The ambiguity of catharsis in Aristotle's text has generated one of the longest-running debates in literary theory. The Greek term katharsis covered medical, religious, and philosophical connotations simultaneously: it could mean bodily purification, ritual cleansing, or intellectual and emotional resolution. The debate is not a result of textual corruption but a genuine feature of Aristotle's treatise: Aristotle provides no mechanism for catharsis beyond the bare statement that tragedy achieves it through pity and fear.

Is the Poetics Descriptive or Prescriptive?

The scholarly consensus is that the Poetics is descriptive in character — it analyzes why existing tragedies work rather than dictating how drama must be written. Yet the text has been read prescriptively across most of its reception history.
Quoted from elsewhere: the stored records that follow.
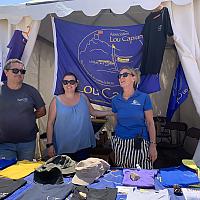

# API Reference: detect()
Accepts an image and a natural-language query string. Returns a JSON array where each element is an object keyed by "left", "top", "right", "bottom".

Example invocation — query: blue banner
[
  {"left": 167, "top": 63, "right": 189, "bottom": 120},
  {"left": 54, "top": 19, "right": 143, "bottom": 106}
]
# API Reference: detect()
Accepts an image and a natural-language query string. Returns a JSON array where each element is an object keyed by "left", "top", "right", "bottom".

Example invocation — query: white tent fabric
[
  {"left": 0, "top": 0, "right": 192, "bottom": 24},
  {"left": 164, "top": 1, "right": 200, "bottom": 115},
  {"left": 0, "top": 17, "right": 40, "bottom": 70},
  {"left": 162, "top": 0, "right": 200, "bottom": 162}
]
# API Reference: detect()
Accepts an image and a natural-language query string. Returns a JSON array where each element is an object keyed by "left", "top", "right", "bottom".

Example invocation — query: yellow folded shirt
[{"left": 0, "top": 160, "right": 44, "bottom": 179}]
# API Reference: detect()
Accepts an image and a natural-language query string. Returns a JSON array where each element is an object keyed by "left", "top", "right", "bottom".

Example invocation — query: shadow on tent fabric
[{"left": 154, "top": 127, "right": 200, "bottom": 168}]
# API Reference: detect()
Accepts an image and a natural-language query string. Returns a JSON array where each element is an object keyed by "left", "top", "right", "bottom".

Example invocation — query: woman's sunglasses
[
  {"left": 62, "top": 80, "right": 77, "bottom": 85},
  {"left": 7, "top": 68, "right": 26, "bottom": 74},
  {"left": 117, "top": 72, "right": 135, "bottom": 79}
]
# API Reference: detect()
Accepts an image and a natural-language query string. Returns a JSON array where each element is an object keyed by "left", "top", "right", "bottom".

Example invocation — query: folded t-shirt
[
  {"left": 159, "top": 165, "right": 199, "bottom": 187},
  {"left": 122, "top": 169, "right": 158, "bottom": 188}
]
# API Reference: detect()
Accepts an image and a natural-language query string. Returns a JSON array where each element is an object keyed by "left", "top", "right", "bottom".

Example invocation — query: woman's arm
[
  {"left": 47, "top": 97, "right": 56, "bottom": 157},
  {"left": 83, "top": 94, "right": 114, "bottom": 117},
  {"left": 145, "top": 110, "right": 157, "bottom": 162}
]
This tension is compounded by the text's fragmentary state: approximately 90% of ancient Greek tragedies are lost, requiring caution about assuming that Aristotle's derived principles are representative of dominant trends in the genre as a whole.

Music and Moral Formation

In Aristotle's Politics, music (mousike) is presented as a crucial component of paideia (education and character formation) because it possesses ethical power: rhythms, melodies, and modes contain representations of emotional and moral states — anger, mildness, courage, temperance — and thus directly shape the character of the soul. Aristotle identifies three applications of mousike: play, education of character, and cultural/intellectual pursuits. This positions music as a practical wisdom about the affective and moral development of the self, qualifying it as a techne of ethical formation — a claim that had considerable influence on ancient and medieval educational theory.